Before the September 11th attacks, the George W. Bush administration had ample warnings of Al Qaeda’s plan to hijack US airliners although time and place were not identified. At least two reports of suspects training on airliners were transmitted to the Federal Bureau of Investigation’s headquarters in Washington but no arrests were made. One of the men was involved in the deadly operation, the other failed to join. On August 6th, 36 days before the strikes, Bush received a memo on the threats in his daily briefing but no action was taken.

The fourth myth involved spin over the motive for the attacks. The hijackers were driven by Yousef’s motive for the original World Trade tower operation and a determination to shock the US into stop backing Israel. This was not mentioned by officials, politicians and commentators who claimed that the attackers “hated” the US for its “freedom and democracy.” If Bin Laden’s motives had been publicised, the US government might have altered its anti-Arab policies.

The fifth myth held that citizens of the deeply divided US were united in shock and sorrow by the strikes. However, a few seeking revenge responded with assaults on Muslims or individuals believed to be Muslims while millions regarded Arabs and Muslims as enemies of the state. On September 15th, Balbir Singh Sodhi, a Sikh who had immigrated from India, was shot to death in Arizona because he had a beard and wore a turban. He was the first to die. Hate crimes soared by 1600 per cent over 2000 and have remained higher than previous levels. Muslims have also been profiled, spied upon and harassed by law enforcement.

The sixth and final myth was based on the false accusation by the Bush administration that Iraq harboured Al Qaeda and possessed weapons of mass destruction. These lies were intended as justification for the 2003 US invasion and occupation of that country and the destabilisation of this entire region.

The aim of the neo-conservatives behind both Bush’s Afghan and Iraq wars was to make the US the supreme military power in both the Indian Sub-continent and this region. Unintended consequences have intervened and destroyed this ambition. In Afghanistan, the US-backed government never managed to extend its rule over more than 40 per cent of the country. The Taliban lurked in the countryside and mountains and has now reasserted its control. According to commentator Ali Soufan, Al Qaeda, which had 400 members in 2001, now has 40,000 across the world. Furthermore, Al Qaeda’s progeny, Daesh and Hay’at Tahrir al-Sham, and other radical factions have tens of thousands of adherents. Bush’s “war on terrorism” continues on many fronts.

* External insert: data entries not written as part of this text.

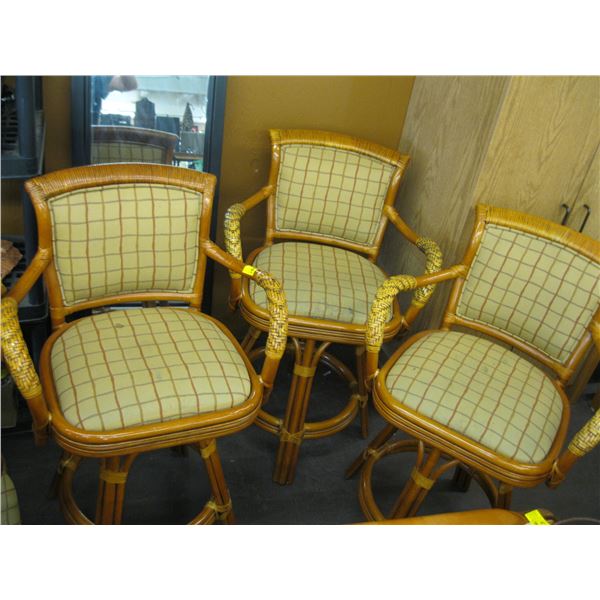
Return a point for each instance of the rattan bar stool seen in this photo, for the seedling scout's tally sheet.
(119, 382)
(329, 200)
(484, 395)
(111, 144)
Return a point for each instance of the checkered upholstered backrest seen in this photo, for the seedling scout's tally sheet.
(531, 287)
(334, 191)
(124, 151)
(125, 238)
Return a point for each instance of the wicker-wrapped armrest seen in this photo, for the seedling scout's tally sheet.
(586, 439)
(277, 308)
(233, 237)
(18, 360)
(433, 262)
(384, 297)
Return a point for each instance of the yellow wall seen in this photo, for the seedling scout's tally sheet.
(369, 107)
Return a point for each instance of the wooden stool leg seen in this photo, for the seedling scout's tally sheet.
(417, 486)
(111, 489)
(221, 500)
(380, 439)
(363, 394)
(292, 427)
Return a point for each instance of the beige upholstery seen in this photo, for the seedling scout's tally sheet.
(124, 151)
(138, 366)
(480, 390)
(332, 192)
(321, 282)
(9, 513)
(532, 288)
(125, 238)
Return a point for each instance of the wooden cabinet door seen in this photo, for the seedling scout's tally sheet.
(586, 208)
(542, 146)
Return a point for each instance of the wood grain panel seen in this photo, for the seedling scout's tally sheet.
(447, 131)
(542, 144)
(589, 194)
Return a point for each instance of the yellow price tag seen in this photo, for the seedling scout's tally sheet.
(535, 517)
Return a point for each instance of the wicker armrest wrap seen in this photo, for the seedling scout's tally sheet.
(587, 437)
(233, 238)
(277, 306)
(378, 315)
(15, 352)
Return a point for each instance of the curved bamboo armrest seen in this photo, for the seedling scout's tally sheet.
(233, 237)
(433, 257)
(277, 307)
(586, 439)
(384, 297)
(18, 360)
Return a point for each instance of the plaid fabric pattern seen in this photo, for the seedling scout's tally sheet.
(10, 514)
(139, 366)
(320, 281)
(125, 238)
(480, 390)
(331, 192)
(532, 288)
(122, 151)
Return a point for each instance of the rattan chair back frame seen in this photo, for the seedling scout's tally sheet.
(43, 189)
(539, 227)
(281, 138)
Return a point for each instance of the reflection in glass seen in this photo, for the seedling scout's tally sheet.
(149, 119)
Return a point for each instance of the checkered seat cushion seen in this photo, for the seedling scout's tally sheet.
(321, 282)
(135, 367)
(480, 390)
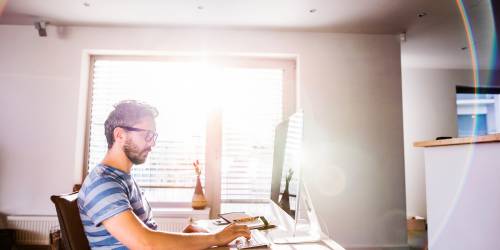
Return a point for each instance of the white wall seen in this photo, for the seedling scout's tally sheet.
(350, 92)
(429, 111)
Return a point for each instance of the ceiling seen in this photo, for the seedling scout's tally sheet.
(356, 16)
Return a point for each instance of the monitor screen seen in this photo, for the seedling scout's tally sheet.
(286, 163)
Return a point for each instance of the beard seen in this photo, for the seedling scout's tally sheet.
(134, 153)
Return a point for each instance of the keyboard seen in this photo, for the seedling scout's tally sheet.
(258, 240)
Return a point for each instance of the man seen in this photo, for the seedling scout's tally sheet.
(114, 213)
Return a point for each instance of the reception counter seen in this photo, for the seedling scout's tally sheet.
(463, 192)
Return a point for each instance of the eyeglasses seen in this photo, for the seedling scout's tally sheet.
(150, 135)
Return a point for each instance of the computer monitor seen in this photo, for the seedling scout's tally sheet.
(285, 185)
(288, 192)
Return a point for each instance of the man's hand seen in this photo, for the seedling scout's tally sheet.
(230, 233)
(194, 229)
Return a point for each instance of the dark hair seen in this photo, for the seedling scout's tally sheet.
(126, 113)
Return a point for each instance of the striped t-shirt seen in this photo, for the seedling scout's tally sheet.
(106, 192)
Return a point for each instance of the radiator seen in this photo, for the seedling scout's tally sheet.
(34, 230)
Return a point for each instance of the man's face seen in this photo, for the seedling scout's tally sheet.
(136, 146)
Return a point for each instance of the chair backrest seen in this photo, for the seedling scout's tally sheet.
(72, 233)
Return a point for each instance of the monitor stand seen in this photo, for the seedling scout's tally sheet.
(295, 232)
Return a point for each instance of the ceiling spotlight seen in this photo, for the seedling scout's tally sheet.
(41, 27)
(422, 14)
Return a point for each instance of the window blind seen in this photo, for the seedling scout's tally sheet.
(251, 100)
(167, 174)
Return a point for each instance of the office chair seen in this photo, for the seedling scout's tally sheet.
(72, 233)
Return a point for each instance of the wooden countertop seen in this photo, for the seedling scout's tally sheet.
(458, 141)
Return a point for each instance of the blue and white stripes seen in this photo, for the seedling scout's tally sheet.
(105, 193)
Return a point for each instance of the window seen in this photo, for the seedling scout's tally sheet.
(245, 98)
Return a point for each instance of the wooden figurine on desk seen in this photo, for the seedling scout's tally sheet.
(284, 202)
(199, 201)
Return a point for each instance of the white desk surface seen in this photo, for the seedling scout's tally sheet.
(283, 221)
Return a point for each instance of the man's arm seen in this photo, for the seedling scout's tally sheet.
(131, 232)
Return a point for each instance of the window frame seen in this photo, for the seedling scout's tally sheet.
(214, 139)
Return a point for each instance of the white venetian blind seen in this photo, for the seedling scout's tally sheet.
(167, 174)
(256, 107)
(251, 100)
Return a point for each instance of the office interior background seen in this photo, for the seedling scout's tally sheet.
(371, 77)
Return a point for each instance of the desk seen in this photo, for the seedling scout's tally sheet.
(463, 192)
(285, 225)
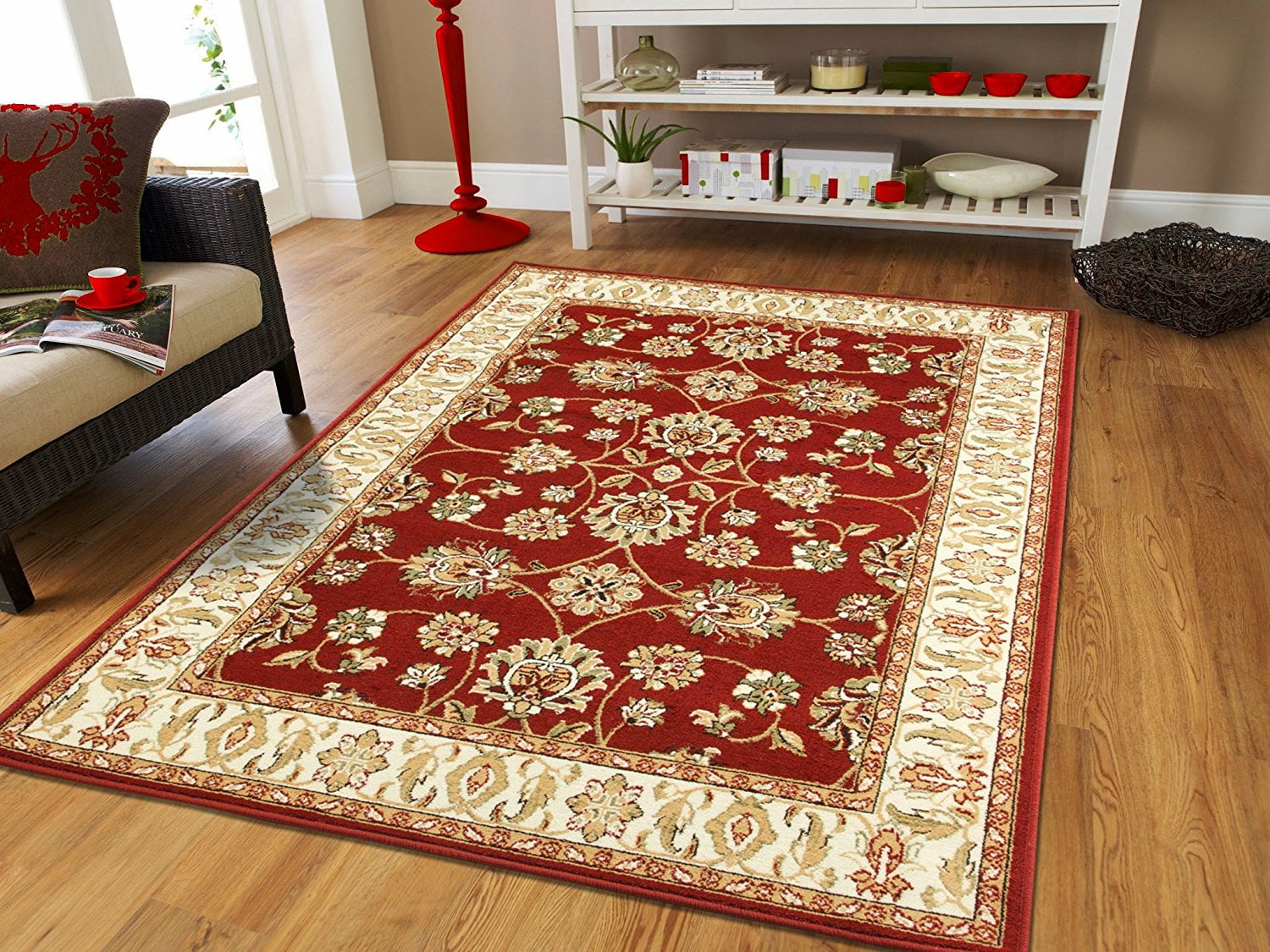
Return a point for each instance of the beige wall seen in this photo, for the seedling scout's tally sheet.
(1180, 132)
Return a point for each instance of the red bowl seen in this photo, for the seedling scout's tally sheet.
(1003, 84)
(1067, 85)
(950, 84)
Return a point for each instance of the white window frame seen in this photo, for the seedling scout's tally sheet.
(106, 75)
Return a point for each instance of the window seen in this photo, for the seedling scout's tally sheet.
(207, 58)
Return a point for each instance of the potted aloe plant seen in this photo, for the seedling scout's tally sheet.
(634, 144)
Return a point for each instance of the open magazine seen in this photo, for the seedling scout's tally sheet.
(139, 333)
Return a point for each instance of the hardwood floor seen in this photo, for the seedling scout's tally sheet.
(1156, 814)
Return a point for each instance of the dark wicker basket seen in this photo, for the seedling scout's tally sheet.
(1181, 276)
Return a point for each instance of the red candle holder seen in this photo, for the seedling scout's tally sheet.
(470, 230)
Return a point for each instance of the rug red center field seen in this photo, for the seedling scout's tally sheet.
(726, 594)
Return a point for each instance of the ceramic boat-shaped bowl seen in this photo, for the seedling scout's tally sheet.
(986, 178)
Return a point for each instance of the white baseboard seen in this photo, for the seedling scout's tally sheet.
(1137, 210)
(502, 184)
(546, 188)
(351, 195)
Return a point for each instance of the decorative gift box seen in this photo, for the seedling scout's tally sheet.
(912, 71)
(838, 167)
(731, 168)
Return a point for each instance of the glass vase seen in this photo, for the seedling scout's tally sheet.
(648, 69)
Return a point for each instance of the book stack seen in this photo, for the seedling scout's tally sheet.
(732, 78)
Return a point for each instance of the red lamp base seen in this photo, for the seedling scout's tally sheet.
(469, 233)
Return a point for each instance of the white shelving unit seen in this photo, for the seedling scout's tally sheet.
(1066, 212)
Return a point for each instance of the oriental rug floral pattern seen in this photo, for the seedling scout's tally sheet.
(721, 593)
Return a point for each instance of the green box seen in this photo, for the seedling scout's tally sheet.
(906, 80)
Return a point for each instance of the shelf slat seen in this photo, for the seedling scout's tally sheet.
(1033, 103)
(1046, 210)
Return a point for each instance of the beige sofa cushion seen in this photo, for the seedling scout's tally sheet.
(46, 395)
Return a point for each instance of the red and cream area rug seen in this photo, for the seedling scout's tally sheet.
(726, 594)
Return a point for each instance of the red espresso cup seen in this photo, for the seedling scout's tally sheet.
(1067, 85)
(112, 284)
(949, 84)
(1003, 84)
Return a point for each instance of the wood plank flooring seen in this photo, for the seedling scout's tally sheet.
(1156, 814)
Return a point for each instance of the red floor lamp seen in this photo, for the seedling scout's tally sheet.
(472, 228)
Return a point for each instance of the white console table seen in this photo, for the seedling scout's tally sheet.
(1074, 213)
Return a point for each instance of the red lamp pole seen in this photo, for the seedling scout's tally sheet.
(472, 228)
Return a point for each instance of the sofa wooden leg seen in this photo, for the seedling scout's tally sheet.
(291, 393)
(14, 589)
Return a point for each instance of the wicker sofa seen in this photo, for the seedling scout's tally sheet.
(218, 221)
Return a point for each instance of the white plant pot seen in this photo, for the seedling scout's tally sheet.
(635, 179)
(985, 177)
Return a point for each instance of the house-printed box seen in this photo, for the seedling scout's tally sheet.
(721, 168)
(842, 167)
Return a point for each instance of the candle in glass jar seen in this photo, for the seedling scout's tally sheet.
(840, 70)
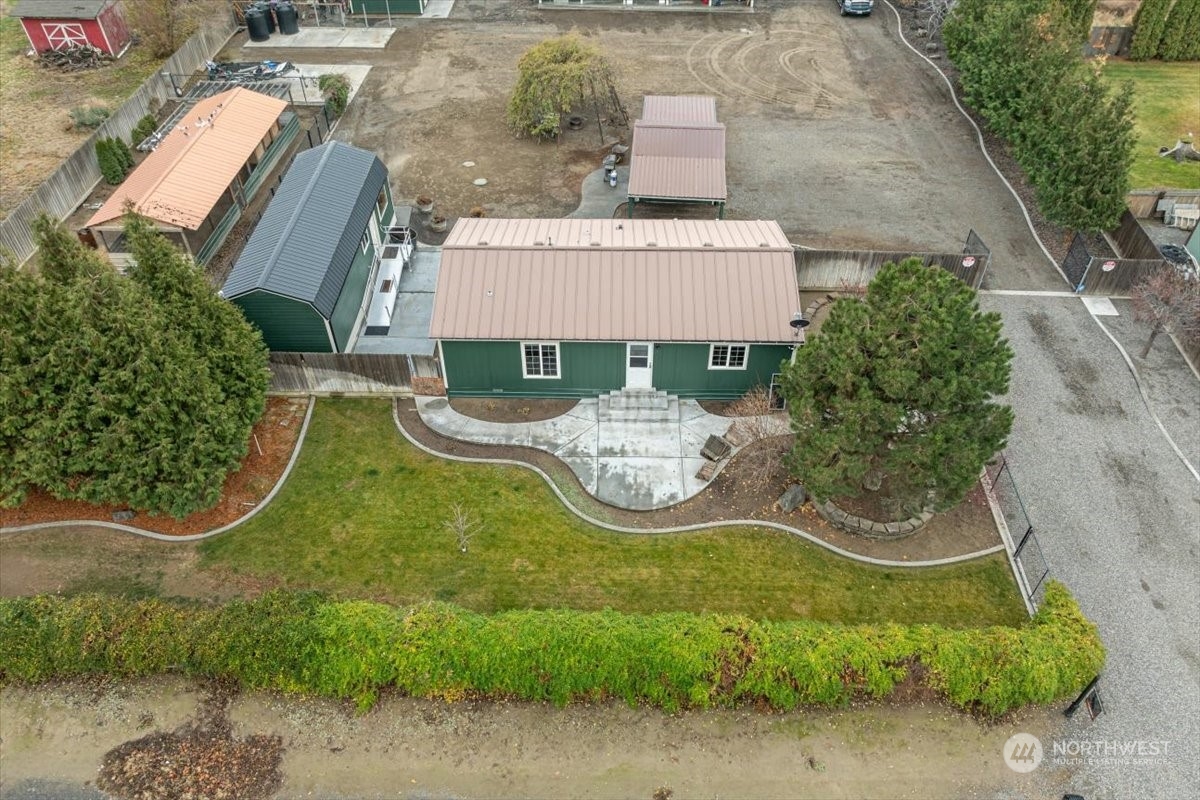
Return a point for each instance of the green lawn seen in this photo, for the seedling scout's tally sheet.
(1168, 107)
(363, 516)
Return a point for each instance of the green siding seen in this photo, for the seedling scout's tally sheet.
(587, 368)
(591, 368)
(683, 370)
(288, 325)
(349, 299)
(383, 6)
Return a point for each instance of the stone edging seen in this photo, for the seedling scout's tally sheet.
(679, 529)
(190, 537)
(887, 531)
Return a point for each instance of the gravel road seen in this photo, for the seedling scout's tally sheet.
(1119, 517)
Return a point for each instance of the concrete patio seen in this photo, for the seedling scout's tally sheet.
(637, 464)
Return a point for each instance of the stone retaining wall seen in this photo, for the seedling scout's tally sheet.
(869, 528)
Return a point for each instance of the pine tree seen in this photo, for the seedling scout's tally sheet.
(900, 384)
(1150, 24)
(112, 394)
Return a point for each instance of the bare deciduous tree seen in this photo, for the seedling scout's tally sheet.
(163, 25)
(1170, 300)
(765, 429)
(463, 525)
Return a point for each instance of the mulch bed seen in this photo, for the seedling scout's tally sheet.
(733, 494)
(198, 761)
(270, 447)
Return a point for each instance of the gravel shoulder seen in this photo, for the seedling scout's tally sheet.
(58, 735)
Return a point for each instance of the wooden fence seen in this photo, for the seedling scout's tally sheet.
(348, 373)
(825, 270)
(75, 179)
(1132, 239)
(1104, 275)
(1144, 203)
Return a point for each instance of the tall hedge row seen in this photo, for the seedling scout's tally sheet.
(1019, 66)
(305, 643)
(1150, 25)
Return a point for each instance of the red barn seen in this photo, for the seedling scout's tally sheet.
(59, 24)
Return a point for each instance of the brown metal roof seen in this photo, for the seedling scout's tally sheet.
(712, 281)
(677, 162)
(679, 109)
(184, 178)
(664, 234)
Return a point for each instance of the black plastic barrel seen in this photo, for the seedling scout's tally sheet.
(289, 22)
(268, 12)
(256, 23)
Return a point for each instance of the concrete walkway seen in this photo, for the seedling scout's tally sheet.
(630, 464)
(598, 200)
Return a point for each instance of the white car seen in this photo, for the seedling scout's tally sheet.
(857, 7)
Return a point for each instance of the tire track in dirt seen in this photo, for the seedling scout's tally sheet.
(762, 66)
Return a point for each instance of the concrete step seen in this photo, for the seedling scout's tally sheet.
(639, 405)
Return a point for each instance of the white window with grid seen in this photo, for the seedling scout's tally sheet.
(727, 356)
(539, 359)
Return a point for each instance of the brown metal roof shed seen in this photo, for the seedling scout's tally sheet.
(678, 152)
(616, 281)
(181, 181)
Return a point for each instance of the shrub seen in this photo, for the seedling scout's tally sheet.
(144, 128)
(303, 642)
(124, 155)
(336, 89)
(89, 116)
(109, 160)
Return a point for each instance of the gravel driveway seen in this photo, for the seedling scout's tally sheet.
(1119, 518)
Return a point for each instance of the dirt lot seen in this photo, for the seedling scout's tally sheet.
(53, 740)
(835, 128)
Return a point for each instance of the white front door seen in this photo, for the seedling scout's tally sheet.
(639, 365)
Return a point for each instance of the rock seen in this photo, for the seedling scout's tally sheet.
(793, 498)
(715, 449)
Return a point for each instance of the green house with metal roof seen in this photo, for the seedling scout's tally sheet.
(303, 276)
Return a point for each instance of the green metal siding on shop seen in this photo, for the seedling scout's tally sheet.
(384, 6)
(683, 370)
(478, 368)
(349, 301)
(288, 325)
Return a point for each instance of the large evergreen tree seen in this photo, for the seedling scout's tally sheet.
(900, 384)
(109, 392)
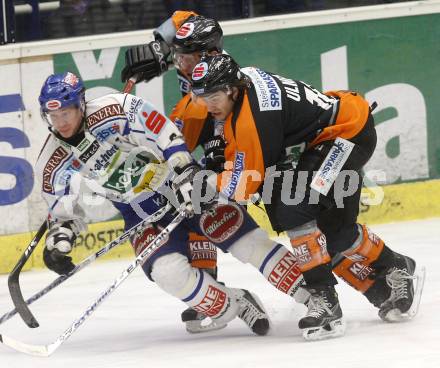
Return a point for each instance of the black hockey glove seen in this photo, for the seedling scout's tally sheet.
(215, 154)
(146, 61)
(59, 242)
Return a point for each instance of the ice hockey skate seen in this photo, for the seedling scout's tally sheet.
(324, 316)
(406, 282)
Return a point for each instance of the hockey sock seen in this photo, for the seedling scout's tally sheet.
(274, 261)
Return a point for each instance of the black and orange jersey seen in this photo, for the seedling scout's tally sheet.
(194, 122)
(276, 113)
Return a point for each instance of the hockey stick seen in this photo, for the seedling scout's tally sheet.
(22, 306)
(46, 350)
(14, 276)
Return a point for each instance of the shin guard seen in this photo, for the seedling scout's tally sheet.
(355, 267)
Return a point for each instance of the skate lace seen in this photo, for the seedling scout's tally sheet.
(397, 280)
(318, 305)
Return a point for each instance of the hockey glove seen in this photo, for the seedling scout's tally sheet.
(59, 242)
(215, 154)
(146, 61)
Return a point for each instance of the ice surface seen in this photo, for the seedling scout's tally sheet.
(139, 325)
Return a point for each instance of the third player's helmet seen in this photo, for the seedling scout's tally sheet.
(198, 34)
(214, 73)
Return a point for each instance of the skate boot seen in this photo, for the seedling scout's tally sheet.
(324, 316)
(251, 311)
(403, 302)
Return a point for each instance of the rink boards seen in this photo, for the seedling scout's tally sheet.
(407, 201)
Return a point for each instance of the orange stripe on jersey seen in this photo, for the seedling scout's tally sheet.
(243, 149)
(356, 269)
(180, 16)
(193, 117)
(351, 118)
(310, 250)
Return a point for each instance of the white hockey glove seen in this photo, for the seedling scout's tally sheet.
(59, 242)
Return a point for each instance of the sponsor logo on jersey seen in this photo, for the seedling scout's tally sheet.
(267, 90)
(103, 134)
(202, 250)
(83, 144)
(71, 79)
(236, 173)
(302, 253)
(200, 71)
(154, 121)
(322, 241)
(179, 123)
(284, 275)
(373, 237)
(332, 165)
(212, 303)
(103, 114)
(53, 105)
(185, 30)
(54, 161)
(221, 222)
(356, 257)
(90, 151)
(143, 240)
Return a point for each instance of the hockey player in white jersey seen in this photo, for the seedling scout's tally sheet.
(125, 146)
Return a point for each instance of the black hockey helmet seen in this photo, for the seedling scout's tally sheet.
(198, 34)
(214, 73)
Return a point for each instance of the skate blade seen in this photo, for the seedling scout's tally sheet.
(394, 315)
(196, 326)
(332, 329)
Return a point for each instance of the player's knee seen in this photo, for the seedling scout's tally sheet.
(173, 274)
(309, 246)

In Iraq, his administration planted a regime dominated by Shia fundamentalists loyal to Tehran, Washington’s main rival and antagonist in this region. Daesh seized and held about 40 per cent of Iraqi territory until its territorial “caliphate” was defeated and disbanded in 2019. But, Daesh fugitives have regrouped and continue to attack targets in Syria and Iraq. The latter is struggling to regain independence and arrest collapse into a failed state.

In the wake of Al Qaeda’s attacks, governments round the world rallied behind the US which has squandered the sympathy and support it enjoyed then. US presidents disappointed. Bush was shamed for the Iraq war. The first president of African descent, Barack Obama, did little for members of his marginalised and persecuted community while fuelling civil war in Syria and failing to defeat the Taliban in Afghanistan. Donald Trump deepened divisions within the US, antagonised US allies and undermined trust in the US, the chief global power. Joe Biden has boosted rather than overcome the divisions between Republicans and Democrats and failed to contain Covid and conduct an honourable exit from Afghanistan.

The US, which sought to inculcate democracy outside its borders, has given up on this mission while its own democratic system is under challenge from right-wingers who believe another set of dangerous myths peddled by Trump and his cynical enablers.